The metaverse is an immersive digital reality which resembles a real-world experience but is accessible from the comfort of your home via a virtual reality (“VR”) headset — essentially a modern version of the internet.
At present, the news seems to be filled with stories of corporate giants like Walmart, Nike, and Facebook (now Meta) entering the metaverse — a place where this is no shortage of real estate to be had (the world has clearly changed since Mark Twain quipped, “[b]uy land, they’re not making it anymore”).
But these companies weren’t the first to move into the metaverse — the true pioneers are often acknowledged to be smaller businesses looking to complement their brick-and-mortar businesses by building projects (including outfits for avatars, gaming tools, and virtual land within their personal environment) for purchase with crypto and fiat currency.
Location, location, location… and taxes
With a crypto/real estate industry in a perpetual state of flux there are always new technologies being developed and therefore, new investment vehicles launched. Thus, the Internal Revenue Service (“IRS”) and various states continue to evaluate the correct tax positions for these types of arrangements which may not line up perfectly with the current tax code.
As with all economies, virtual or otherwise, the IRS and various state authorities want their piece of the action. As it relates to virtual plots of land there are a few tax implications to keep in mind.
- Buying non-fungible tokens (“NFTs”) with cryptocurrency may trigger a taxable event. The IRS considers cryptocurrency to be property. To the extent that the purchase price of the NFT is greater than the buyer’s tax basis in the cryptocurrency, the difference might be taxable gain. On the other hand, if the purchase price of the NFT is less than the basis in the cryptocurrency, the loss might not be deductible
- You will also need to consider if the token for the platform where you are interested in buying property is available on most exchanges or if you will need to exchange a more popular cryptocurrency to access the fungible token needed to trade for a parcel of virtual land. This too can trigger a taxable event.
- As with real property, the NFT you are holding can appreciate if it becomes a desirable location in the metaverse. Although there is no specific guidance from the IRS at present as to what happens if you buy or sell land in the metaverse, the land should be treated as property and you should follow similar guidance as to digital assets. Assets in the metaverse are tokenized as NFTs and it can be argued that NFTs can be categorized as digital art and thus subject to the 28% collectibles capital gains tax. However, if you sell your NFT for crypto, the IRS says that a crypto for crypto sale would be subject to capital gains tax. What complicates matters further is that each metaverse has a currency (i.e., MANA, SAND) and people can now make in-game income from games played in the metaverse. If you decide to sell your plot of metaverse land you will likely be subject to capital gains tax or potentially ordinary income, especially if it is in the course of regularly creating and selling NFTs in the metaverse.
Look before you leap
A users’ ability to create, buy, and sell goods and/or services translates to a virtual economy, and the ability of investors to make the most of the metaverse — including store fronts, concerts, event centers, housing, and more — rests on investors understanding certain considerations:
- Understand the underlying technology.

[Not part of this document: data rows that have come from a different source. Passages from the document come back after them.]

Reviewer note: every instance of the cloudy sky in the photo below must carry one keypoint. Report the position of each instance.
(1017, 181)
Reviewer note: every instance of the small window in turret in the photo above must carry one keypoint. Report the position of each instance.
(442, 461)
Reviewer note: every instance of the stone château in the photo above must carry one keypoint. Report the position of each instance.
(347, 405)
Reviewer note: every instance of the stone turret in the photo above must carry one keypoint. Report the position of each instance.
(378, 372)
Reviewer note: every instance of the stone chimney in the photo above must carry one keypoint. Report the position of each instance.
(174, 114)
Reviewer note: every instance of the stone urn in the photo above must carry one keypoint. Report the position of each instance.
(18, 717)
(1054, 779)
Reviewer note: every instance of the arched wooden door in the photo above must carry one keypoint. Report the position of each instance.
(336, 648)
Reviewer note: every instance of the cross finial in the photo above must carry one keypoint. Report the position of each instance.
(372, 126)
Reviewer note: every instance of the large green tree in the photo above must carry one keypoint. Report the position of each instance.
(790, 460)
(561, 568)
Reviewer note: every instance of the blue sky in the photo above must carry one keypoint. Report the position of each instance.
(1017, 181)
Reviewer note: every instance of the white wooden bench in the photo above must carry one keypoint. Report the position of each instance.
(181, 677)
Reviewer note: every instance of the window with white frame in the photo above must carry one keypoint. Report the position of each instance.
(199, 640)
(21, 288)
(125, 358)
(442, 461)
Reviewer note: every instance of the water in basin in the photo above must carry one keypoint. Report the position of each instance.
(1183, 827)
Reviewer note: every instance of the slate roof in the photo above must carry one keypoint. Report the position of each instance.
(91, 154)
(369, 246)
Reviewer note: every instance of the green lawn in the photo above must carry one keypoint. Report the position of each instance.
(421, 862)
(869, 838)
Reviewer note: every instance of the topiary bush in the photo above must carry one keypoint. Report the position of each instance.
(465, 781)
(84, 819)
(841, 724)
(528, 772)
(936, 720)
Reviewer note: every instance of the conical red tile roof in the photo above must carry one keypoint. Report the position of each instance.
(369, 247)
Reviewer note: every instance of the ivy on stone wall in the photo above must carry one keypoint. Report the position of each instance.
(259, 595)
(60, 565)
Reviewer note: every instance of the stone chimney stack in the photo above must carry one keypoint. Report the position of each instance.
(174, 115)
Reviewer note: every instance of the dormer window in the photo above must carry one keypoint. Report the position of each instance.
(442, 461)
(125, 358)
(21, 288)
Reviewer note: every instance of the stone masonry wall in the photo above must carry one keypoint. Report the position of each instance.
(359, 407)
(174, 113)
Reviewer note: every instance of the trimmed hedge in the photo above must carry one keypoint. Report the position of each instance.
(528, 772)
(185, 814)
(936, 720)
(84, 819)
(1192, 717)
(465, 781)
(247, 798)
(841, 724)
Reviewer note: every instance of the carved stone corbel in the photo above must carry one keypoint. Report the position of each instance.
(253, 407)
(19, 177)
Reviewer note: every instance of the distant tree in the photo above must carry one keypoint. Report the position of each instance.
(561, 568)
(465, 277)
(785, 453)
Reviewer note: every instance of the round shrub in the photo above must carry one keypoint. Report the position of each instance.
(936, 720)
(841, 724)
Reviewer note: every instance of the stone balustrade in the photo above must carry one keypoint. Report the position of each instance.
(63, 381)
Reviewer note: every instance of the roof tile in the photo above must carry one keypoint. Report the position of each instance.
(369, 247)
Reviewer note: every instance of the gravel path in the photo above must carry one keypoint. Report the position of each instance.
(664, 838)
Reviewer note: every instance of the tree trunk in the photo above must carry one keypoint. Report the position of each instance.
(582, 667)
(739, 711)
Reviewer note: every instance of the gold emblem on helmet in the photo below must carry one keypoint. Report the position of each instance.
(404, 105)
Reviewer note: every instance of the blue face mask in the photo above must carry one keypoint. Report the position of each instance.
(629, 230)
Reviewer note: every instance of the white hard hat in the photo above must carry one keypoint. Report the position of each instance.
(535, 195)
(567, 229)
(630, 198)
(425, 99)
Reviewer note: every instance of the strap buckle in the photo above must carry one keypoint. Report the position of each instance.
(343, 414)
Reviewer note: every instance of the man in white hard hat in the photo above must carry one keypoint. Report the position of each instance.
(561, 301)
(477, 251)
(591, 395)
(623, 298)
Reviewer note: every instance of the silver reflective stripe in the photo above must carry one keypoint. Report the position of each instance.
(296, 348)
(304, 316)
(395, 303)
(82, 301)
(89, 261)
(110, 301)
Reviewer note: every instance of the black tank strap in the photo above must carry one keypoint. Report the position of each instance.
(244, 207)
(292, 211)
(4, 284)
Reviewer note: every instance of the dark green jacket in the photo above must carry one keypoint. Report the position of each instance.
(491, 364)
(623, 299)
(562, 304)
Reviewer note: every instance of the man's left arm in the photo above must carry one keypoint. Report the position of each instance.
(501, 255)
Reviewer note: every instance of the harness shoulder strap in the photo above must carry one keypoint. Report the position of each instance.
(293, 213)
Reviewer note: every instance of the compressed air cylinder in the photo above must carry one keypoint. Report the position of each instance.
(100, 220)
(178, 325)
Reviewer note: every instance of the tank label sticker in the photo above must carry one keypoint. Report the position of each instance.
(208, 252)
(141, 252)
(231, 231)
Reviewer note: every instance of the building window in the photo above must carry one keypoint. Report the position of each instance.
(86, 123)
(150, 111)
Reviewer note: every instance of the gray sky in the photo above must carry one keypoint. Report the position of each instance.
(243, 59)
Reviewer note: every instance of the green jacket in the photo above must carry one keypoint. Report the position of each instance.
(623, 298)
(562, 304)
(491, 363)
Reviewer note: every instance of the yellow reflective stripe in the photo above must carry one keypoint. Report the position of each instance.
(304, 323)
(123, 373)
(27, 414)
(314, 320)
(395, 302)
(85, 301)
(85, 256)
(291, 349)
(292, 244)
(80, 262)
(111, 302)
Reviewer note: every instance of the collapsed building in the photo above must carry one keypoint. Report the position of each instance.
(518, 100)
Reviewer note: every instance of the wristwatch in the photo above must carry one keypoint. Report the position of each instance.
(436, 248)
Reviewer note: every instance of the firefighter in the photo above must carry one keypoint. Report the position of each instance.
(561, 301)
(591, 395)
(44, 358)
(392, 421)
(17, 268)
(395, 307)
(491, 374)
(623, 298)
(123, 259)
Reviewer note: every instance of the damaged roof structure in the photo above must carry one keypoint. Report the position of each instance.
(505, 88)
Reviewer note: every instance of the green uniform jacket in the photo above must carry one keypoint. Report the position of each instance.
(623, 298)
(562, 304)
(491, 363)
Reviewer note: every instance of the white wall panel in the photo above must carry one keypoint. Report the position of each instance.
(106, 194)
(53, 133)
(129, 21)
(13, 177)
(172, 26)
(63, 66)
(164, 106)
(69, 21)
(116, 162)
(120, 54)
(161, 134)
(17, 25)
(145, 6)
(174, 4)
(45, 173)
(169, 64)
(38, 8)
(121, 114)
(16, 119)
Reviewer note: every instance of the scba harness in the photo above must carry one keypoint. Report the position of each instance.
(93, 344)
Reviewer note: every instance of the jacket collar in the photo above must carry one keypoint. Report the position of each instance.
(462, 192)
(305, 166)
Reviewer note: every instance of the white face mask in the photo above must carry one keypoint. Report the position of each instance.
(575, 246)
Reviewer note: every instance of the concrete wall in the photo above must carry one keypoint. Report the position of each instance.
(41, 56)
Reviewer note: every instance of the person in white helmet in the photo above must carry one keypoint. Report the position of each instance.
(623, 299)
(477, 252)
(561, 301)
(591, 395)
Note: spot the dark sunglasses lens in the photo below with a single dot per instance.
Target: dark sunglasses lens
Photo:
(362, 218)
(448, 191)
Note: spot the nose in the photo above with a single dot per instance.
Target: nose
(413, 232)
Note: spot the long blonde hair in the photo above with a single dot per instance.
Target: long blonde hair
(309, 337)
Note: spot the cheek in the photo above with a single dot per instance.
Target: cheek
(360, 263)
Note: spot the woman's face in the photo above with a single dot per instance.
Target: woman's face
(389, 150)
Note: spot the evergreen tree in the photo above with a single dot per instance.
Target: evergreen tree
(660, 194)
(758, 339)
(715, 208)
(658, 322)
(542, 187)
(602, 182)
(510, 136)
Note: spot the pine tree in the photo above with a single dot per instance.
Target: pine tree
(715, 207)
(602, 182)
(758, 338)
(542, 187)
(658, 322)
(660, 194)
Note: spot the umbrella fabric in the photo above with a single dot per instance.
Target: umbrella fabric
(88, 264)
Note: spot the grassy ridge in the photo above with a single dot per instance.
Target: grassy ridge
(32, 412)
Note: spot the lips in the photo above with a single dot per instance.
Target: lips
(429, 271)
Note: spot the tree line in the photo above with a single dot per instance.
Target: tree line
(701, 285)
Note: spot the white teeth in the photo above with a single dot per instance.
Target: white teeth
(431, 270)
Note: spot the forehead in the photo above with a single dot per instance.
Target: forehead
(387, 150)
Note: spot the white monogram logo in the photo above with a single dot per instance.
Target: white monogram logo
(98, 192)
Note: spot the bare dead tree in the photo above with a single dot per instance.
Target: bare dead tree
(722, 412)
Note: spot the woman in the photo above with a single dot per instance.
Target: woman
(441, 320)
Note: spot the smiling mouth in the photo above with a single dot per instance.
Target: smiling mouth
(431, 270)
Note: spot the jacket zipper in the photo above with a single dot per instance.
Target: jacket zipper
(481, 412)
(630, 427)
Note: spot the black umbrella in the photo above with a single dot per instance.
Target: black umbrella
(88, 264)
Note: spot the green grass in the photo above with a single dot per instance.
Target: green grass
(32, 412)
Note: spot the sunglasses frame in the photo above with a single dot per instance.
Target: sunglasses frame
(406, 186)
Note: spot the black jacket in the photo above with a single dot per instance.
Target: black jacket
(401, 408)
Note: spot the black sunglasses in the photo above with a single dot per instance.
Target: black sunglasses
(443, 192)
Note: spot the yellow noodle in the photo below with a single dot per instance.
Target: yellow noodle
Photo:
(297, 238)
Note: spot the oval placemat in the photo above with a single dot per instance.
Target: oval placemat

In order to enter the virtual land investing discussion, a company must have a general understanding of the underlying technology which the platform is built on. This would require the company to ensure that they have the technical resources to store, track, and secure the digital assets that they hold in custody.
- Research and decide which metaverse or platform is best for your investment. There are many different environments where virtual land can be purchased and each environment has its own technical resources and capabilities. This is an important factor when investing in virtual land as the future value will depend on the ability of the network to maintain the underlying code and create hardware to support the platform.
- Learn the metaverse acquisition process. “They” say money talks; in the metaverse, NFTs howl. Ownership of land in the metaverse is transferred via NFTs, or unique tokens used to represent virtual assets such as a unique collectible or, in this case, property. You can learn more about NFTs, and their tax treatment here.
Count on Friedman LLP
As you make your way into the metaverse, you need a guide who knows the way. Your Friedman LLP advisor can get you there and keep you updated on changes in both the real and virtual worlds. Contact us now with any questions.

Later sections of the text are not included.